Rotor syndrome
Overview
A rare condition that starts soon after birth or during childhood and is characterized by high blood bilirubin levels.
Symptoms
- Fluctuating jaundice
- Epigastric discomfort
- Bilirubin in the urine
Causes
The SLCO1B1 and SLCO1B3 genes are involved in Rotor syndrome. Mutations in both genes are required for the condition to occur. The SLCO1B1 and SLCO1B3 genes provide instructions for making similar proteins, called organic anion transporting polypeptide 1B1 (OATP1B1) and organic anion transporting polypeptide 1B3 (OATP1B3), respectively. Both proteins are found in liver cells; they transport bilirubin and other compounds from the blood into the liver so that they can be cleared from the body. In the liver, bilirubin is dissolved in a digestive fluid called bile and then excreted from the body.

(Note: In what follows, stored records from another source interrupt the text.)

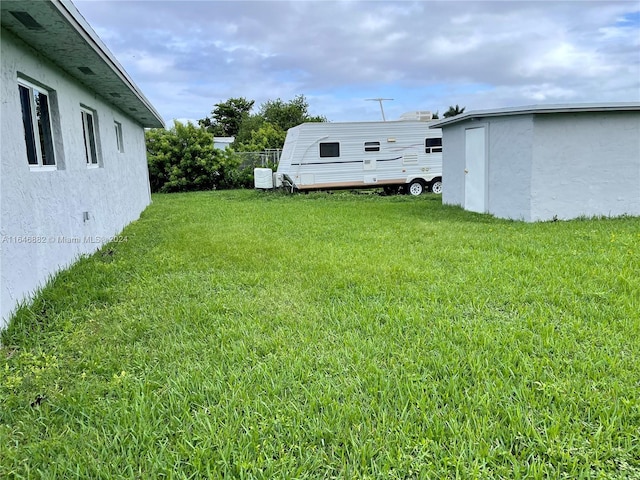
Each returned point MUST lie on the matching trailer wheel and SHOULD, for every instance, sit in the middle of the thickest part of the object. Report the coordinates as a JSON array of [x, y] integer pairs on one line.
[[415, 188], [436, 186]]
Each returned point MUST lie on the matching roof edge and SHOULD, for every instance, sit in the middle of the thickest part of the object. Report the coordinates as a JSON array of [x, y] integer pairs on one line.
[[540, 109], [75, 18]]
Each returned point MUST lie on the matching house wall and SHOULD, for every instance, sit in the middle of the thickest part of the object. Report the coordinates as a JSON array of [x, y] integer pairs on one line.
[[43, 227], [453, 163], [508, 164], [586, 164]]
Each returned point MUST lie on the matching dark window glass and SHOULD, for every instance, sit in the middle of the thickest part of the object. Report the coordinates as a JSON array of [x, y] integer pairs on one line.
[[433, 145], [331, 149], [88, 131], [371, 146], [44, 128]]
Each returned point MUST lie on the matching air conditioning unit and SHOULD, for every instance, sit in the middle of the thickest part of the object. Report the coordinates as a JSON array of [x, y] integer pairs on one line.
[[417, 115]]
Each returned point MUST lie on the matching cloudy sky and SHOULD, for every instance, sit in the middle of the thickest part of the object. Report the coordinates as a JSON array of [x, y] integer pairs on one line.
[[425, 55]]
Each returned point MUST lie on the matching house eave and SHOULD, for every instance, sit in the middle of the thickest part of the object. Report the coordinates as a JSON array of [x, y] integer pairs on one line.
[[78, 51], [540, 109]]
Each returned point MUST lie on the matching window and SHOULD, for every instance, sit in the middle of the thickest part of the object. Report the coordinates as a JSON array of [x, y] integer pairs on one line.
[[37, 125], [331, 149], [371, 146], [89, 132], [119, 142], [433, 145]]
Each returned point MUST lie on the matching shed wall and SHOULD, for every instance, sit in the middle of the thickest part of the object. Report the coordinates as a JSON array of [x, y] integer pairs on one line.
[[43, 226], [586, 164], [453, 161], [509, 178]]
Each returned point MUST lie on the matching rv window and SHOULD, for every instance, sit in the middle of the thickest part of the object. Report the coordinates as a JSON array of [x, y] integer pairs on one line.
[[36, 120], [371, 146], [433, 145], [330, 149]]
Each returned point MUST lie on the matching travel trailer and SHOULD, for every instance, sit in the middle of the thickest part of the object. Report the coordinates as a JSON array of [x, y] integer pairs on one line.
[[403, 155]]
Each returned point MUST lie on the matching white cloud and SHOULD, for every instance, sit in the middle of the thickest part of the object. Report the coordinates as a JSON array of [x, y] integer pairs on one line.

The SLCO1B1 and SLCO1B3 gene mutations that cause Rotor syndrome lead to abnormally short, nonfunctional OATP1B1 and OATP1B3 proteins or an absence of these proteins. Without the function of either transport protein, bilirubin is less efficiently taken up by the liver and removed from the body. The buildup of this substance leads to jaundice in people with Rotor syndrome.
Prognosis
The 'prognosis' of Rotor syndrome usually refers to the likely outcome of Rotor syndrome. The prognosis of Rotor syndrome may include the duration of Rotor syndrome, chances of complications of Rotor syndrome, probable outcomes, prospects for recovery, recovery period for Rotor syndrome, survival rates, death rates, and other outcome possibilities in the overall prognosis of Rotor syndrome. Naturally, such forecast issues are by their nature unpredictable.
Treatment
The liver is otherwise normal, and there is no need to treat this condition. It can be differentiated from Dubin Johnson syndrome by measuring the difference in urinary poryphrins. In Rotor syndrome there is an associated marked increase in urinary excretion of coproporyhrin I and III with < 80% being the I isomer.